Ora, dico: poi ci lamentiamo che i nostri ragazzi non si appassionano alla lettura? Dove sono le storie che dovrebbero appassionarli? E poi: se il libro costruisce percorsi obbligati, con rarissimi testi in un mare di altre cose, noi insegnanti che ci stiamo a fare? Io non me ne faccio niente di tutte le chiacchiere di un libro nel quale i testi sono solo pretesti per lunghe noiosissime analisi, sono soltanto esempi spezzettati di spiegazioni teoriche; a me (e soprattutto ai miei studenti) servono i brani, vivi, sensati, appassionanti, possibilmente in numero sufficiente a tracciare il ritratto di un autore, di un milieu culturale e sentimentale, di un genere letterario: le osservazioni linguistiche, strutturali e stilistiche, i collegamenti tematici, le riflessioni, le divagazioni, le interpretazioni, l’attualizzazione, tutte queste cose fondamentali dovrei farle io e dovrebbero farle soprattutto i miei studenti guidati da me. Noi insegnanti di lettere – se è vero, come dovrebbe essere vero, che siamo degli esperti e degli appassionati di letteratura - avremmo bisogno, almeno per le antologie del biennio, solo di una buona raccolta di brani particolarmente significativi  da leggere (ed è nella scelta che si vede la bravura dell’antologista), con una basilare contestualizzazione, con informazioni essenziali ed interessanti sui libri, sulle storie e sugli autori, al massimo con qualche esercizio altrettanto essenziale e qualche nota esplicativa. Solo questo: è chiedere tanto? So che un’antologia di questo tipo (normalissima fino a qualche decennio fa, oggi rivoluzionaria) è stata tentata dalla scuola Holden, non so con quale fortuna editoriale e scolastica. 

Comunque, dovremmo ricordare sempre quello che ne La scuola raccontata al mio cane Paola Mastrocola diceva proprio a proposito di Pinocchio: “Ricordo un ragazzino che amava leggere, schiacciato da mesi e mesi di analisi di un capitolo di Pinocchio.

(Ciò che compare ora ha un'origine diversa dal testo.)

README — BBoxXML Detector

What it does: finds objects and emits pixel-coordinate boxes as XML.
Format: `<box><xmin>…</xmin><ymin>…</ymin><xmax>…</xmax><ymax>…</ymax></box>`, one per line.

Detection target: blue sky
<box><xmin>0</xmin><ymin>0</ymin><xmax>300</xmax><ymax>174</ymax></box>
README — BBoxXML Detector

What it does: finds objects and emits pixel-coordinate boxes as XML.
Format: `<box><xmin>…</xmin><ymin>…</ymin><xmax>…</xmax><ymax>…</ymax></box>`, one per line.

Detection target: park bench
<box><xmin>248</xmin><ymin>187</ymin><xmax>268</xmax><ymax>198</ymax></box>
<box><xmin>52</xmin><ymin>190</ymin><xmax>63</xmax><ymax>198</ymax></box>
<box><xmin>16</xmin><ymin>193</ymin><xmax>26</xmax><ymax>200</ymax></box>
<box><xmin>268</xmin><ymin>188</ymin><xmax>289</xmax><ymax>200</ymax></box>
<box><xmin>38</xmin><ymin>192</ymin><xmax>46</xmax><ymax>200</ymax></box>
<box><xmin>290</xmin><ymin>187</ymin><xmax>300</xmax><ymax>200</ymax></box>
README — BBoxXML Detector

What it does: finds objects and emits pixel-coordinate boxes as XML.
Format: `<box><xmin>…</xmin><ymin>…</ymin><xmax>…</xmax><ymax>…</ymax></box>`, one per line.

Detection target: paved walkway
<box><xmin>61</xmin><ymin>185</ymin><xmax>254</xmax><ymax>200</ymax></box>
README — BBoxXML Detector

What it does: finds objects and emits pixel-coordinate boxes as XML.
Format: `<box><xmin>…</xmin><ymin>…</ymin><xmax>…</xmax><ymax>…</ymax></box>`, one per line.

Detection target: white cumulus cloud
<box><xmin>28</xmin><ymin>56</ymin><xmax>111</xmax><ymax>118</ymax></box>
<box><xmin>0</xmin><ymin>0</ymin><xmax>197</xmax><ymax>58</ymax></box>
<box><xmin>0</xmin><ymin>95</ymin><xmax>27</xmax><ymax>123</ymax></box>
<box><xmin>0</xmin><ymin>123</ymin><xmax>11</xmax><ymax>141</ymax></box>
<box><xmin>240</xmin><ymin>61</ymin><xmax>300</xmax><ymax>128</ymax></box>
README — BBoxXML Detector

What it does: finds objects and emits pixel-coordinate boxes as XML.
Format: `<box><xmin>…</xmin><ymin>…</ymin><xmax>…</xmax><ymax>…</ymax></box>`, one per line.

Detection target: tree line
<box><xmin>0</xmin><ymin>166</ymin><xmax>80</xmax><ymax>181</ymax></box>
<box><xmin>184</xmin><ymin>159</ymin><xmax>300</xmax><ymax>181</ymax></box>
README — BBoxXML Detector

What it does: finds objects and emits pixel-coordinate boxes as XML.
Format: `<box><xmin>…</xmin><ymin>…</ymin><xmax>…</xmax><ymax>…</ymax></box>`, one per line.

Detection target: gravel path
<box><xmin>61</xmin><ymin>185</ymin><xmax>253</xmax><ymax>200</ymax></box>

Lui voleva andare avanti, vedere come finiva la storia, e invece gli facevano sottolineare i verbi, le similitudini, le espressioni dialettali [il bellissimo libro della Mastrocola è del 2004; oggi si fa molto di peggio], sempre del primo capitolo. L’ultima volta che lo vidi, mi disse che voleva buttare Pinocchio nella spazzatura” (Paola Mastrocola, La scuola raccontata al mio cane, Parma, Guanda, 20004, p.82). Prima di soffocare i ragazzini con analisi che annoierebbero anche il più fanatico degli strutturalisti (a meno che non vengano fatte lì per lì, appunto, nel vivo della lezione, con la classe come “comunità interpretante”, definizione di Romano Luperini), vogliamo far leggere loro la storia e appagare la loro curiosità di sapere come va a finire? La letteratura è fatta per essere letta prima che per essere studiata come un cadavere da dissezionare, o no?